Dimension Penetration %
Last week, I explained how the Approximate Count Distinct function in Adobe Analytics can be used to see how many distinct dimension values occur within a specified timeframe. In that post, I showed how you could see how many different products or campaign codes are viewed without having to count up rows manually and how the function provided by Adobe can then be used in other Calculated Metrics. As a follow-on to that post, in this post, I am going to share a concept that I call “dimension penetration %.” The idea of dimension penetration % is that there may be times in which you want to see what % of all possible dimension values are viewed or have some other action taken. For example, you may want to see what % of all products available on your website were added to the shopping cart this month. The goal here is to identify the maximum number of dimension values (for a time period) and compare that to the number of dimension values that were acted upon (in the same time period). Here are just some of the business questions that you might want to answer with the concept of dimension penetration %:
- What % of available products are being viewed, added to cart, etc…?
- What % of available documents are being downloaded?
- What % of BOPIS products are picked up in store?
- What % of all campaign codes are being clicked?
- What % of all content items are viewed?
- What % of available videos are viewed?
- What % of all blog posts are viewed?
As you can see, there are many possibilities, depending upon the goals of your digital property. However, Adobe Analytics (and other digital analytics tools), only capture data for items that get “hits” in the date range you select. They are not clairvoyant and able to figure out the total sum of available items. For example, if you wanted to see what % of all campaign tracking codes had at least one click this month, Adobe Analytics can show you how many had at least one click, but it has no way of determining what the denominator should be, which is the total number of campaign codes you have purchased. If there are 1,000 campaign codes that never receive a click in the selected timeframe, as far as Adobe Analytics is concerned, they don’t exist. However, the following will share some ways that you can rectify this problem and calculate the penetration % for any Adobe Analytics dimension.
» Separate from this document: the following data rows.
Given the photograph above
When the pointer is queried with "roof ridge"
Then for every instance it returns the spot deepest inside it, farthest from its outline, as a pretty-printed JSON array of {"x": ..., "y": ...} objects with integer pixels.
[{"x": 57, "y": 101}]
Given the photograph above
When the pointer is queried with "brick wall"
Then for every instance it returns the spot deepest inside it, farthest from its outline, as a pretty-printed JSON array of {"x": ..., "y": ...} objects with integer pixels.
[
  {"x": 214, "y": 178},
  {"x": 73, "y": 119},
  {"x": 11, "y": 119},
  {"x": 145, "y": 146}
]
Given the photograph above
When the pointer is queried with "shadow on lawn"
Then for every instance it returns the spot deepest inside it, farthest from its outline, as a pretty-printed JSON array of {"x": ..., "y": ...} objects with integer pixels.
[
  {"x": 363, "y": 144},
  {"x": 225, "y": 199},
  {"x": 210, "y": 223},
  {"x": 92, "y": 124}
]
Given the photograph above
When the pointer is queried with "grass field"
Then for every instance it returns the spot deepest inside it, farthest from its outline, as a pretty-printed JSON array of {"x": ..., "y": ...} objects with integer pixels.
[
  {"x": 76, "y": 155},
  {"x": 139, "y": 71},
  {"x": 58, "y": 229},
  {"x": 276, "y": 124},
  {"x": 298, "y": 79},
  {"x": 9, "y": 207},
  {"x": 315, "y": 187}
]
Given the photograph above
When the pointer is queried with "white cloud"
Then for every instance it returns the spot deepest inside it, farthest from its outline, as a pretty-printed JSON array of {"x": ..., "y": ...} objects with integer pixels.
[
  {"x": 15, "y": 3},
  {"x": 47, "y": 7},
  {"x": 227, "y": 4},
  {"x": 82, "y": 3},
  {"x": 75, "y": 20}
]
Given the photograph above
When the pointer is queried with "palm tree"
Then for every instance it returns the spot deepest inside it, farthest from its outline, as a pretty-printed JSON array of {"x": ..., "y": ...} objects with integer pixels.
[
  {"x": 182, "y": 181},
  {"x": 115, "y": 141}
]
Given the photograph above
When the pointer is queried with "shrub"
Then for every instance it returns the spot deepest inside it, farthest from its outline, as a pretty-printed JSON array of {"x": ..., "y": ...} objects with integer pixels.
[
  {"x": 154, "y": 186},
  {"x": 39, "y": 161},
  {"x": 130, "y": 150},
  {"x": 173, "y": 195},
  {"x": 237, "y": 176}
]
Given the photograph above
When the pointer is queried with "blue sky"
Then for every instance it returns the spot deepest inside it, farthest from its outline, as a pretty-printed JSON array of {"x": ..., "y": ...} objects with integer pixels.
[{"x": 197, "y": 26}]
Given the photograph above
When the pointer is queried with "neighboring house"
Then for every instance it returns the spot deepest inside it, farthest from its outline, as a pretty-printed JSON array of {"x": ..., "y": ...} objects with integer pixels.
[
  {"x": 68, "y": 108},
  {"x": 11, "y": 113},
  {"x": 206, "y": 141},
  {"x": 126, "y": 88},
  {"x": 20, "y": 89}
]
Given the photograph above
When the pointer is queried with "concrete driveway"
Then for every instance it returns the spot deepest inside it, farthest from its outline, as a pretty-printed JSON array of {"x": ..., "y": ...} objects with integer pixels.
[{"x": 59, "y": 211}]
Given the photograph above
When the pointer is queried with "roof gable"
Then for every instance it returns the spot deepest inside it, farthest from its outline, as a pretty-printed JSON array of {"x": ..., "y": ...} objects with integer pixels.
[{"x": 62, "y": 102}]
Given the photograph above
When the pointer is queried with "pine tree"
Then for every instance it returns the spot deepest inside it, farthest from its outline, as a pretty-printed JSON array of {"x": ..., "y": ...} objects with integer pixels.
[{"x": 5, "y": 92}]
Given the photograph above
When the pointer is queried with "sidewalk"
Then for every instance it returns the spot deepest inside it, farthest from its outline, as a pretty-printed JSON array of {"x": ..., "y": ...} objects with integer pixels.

Calculating Dimension Penetration %
To calculate the dimension penetration %, you need to use the following formula:
For example, if you wanted to see what % of all blog posts available have had at least one view this month, you would calculate this by dividing the unique count of viewed blog posts by the total number of blog posts that could have been viewed. To illustrate this, let’s go through a real scenario. Based upon what was learned in the preceding post, you now know that it is easy to determine the numerator (how many unique blog posts were viewed) as long as you are capturing the blog post title or ID in an Adobe Analytics dimension (eVar or sProp). This can be done using the Approximate Count Distinct function like this:
Once this new Calculated Metric has been created, you can see how many distinct blog posts are viewed each day, week, month, etc…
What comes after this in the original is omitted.